Contexte scientifique

Ce travail a permis dans un premier temps de revoir les acteurs principaux de la voie du métabolisme du glycogène et l’équilibre entre glycogénogénèse et glycogénolyse. Nous avons pu rappeler le rôle des enzymes et notamment celui principal de la glycogène synthase et de la glycogène phosphorylase. A partir de ces bases, les déficits enzymatiques impliqués dans chacune des glycogénoses musculaires semblent plus évidents et leurs conséquences sont plus éclairées. Bien que les différents types de glycogénoses musculaires se rassemblent en des caractéristiques communes comme la faiblesse musculaire ou l’intolérance à l’effort, elles sont toutes physiologiquement différentes. En effet, chaque glycogénose concerne une enzyme différente impliquée dans la voie du métabolisme du glycogène. Ces pathologies, en tant que maladies rares, sont difficiles à étudier, notamment en raison du nombre limité de patients, du manque de modèles adaptés et d’un retour sur investissement faible pour l’industrie pharmaceutique. Bien que la plupart d’entre elle soit aujourd’hui décrites et disposent d’un modèle animal, cinq glycogénoses musculaires (types X, XII, XIII, XIV, XV) ne disposent toujours pas de modèle expérimental, soulignant la nécessité de développer des approches alternatives ou complémentaires.

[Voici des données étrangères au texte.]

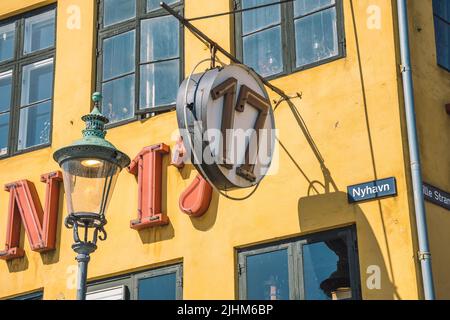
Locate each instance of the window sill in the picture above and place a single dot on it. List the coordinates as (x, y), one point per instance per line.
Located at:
(140, 117)
(305, 67)
(25, 151)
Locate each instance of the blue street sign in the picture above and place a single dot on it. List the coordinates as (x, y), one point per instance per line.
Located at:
(372, 190)
(436, 196)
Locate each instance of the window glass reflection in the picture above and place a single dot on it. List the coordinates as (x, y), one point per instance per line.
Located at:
(118, 99)
(326, 270)
(159, 39)
(162, 287)
(4, 133)
(302, 7)
(118, 55)
(116, 11)
(253, 20)
(5, 90)
(262, 51)
(316, 37)
(159, 83)
(268, 276)
(34, 126)
(154, 4)
(37, 82)
(39, 32)
(7, 39)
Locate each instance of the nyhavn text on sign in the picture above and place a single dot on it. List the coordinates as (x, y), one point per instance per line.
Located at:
(372, 190)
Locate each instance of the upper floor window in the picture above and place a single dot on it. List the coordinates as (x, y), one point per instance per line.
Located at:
(283, 38)
(30, 296)
(139, 58)
(441, 11)
(27, 50)
(318, 267)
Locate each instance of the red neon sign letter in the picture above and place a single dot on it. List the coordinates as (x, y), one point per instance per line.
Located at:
(147, 166)
(25, 207)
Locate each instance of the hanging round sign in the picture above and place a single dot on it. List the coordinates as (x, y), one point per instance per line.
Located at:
(227, 124)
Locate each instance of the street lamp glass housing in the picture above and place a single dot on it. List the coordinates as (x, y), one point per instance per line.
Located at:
(89, 184)
(90, 167)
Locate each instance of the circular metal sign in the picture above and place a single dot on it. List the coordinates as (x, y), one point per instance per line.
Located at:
(227, 124)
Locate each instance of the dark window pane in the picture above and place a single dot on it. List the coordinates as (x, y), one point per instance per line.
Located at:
(34, 126)
(442, 31)
(158, 288)
(118, 99)
(118, 55)
(37, 82)
(316, 37)
(159, 83)
(154, 4)
(262, 52)
(441, 8)
(253, 20)
(7, 39)
(4, 133)
(31, 296)
(40, 32)
(118, 10)
(5, 90)
(268, 276)
(302, 7)
(159, 39)
(326, 270)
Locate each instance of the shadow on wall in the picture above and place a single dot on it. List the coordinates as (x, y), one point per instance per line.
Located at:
(53, 256)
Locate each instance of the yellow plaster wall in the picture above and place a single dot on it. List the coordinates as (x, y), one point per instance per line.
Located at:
(351, 107)
(432, 93)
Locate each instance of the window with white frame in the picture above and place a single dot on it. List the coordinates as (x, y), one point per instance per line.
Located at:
(139, 58)
(165, 283)
(286, 37)
(27, 53)
(321, 266)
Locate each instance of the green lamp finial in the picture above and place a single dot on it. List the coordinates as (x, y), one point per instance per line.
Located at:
(95, 121)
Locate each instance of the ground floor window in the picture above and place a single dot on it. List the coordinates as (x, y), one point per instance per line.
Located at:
(156, 284)
(321, 266)
(30, 296)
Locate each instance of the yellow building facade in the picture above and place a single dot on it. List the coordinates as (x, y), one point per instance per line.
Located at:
(353, 108)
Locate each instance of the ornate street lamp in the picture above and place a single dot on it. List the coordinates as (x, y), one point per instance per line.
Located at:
(90, 170)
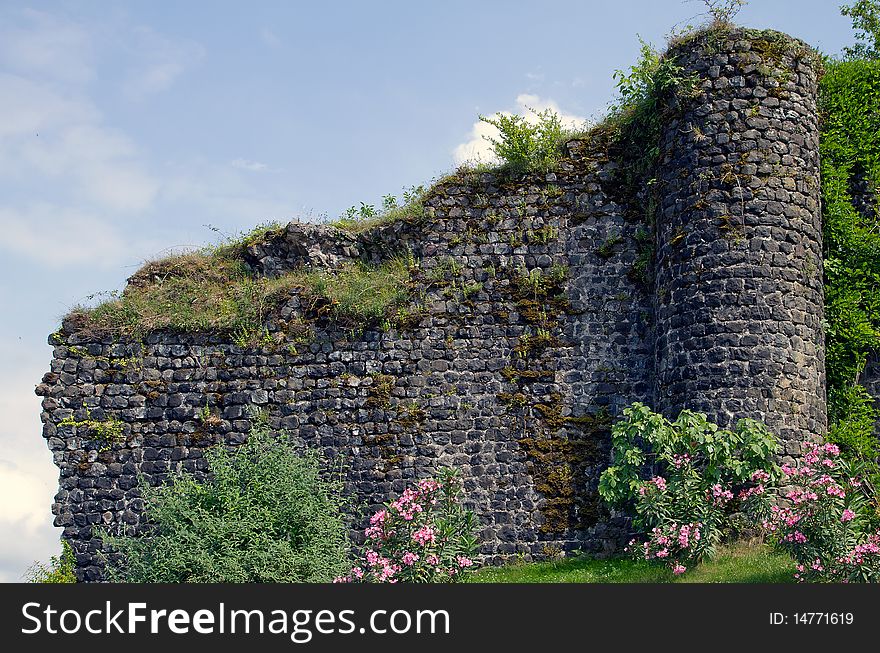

Pertinence du poulet comme modèle des glycogénoses musculaires

L’étude génétique du poulet (Gallus gallus domesticus) a révélé que presque l’ensemble des gènes impliqués dans les glycogénoses était présent chez le poulet. Seulement les gènes PGAM2 et ENO3, dont la mutation induit respectivement les GSD X et XIII, sont absents du génome aviaire. Dans une perspective de développement de modèles animaux par modification génétique CRISPR-Cas9 pour des glycogénoses ne disposant pas encore de modèle, le poulet apparait particulièrement intéressant pour les GSD XII et XIV. Par ailleurs, pour les glycogénoses musculaires déjà modélisées chez d’autres espèces, le poulet pourrait constituer un modèle complémentaire pertinent, tant sur le plan physiopathologique que thérapeutique ou diététique. Au-delà de son intérêt en physiologie et en biologie du développement, le poulet représente aujourd’hui un modèle animal pertinent pour l’étude de plusieurs glycogénoses musculaires, notamment les types 0b, V, VII, XII et XIV. Sur le plan expérimental, le poulet, et notamment celui de chair issu des lignées pHu, sélectionnées selon leur quantité de glycogène musculaire, représenterait plusieurs avantages par rapport aux modèles murins classiques.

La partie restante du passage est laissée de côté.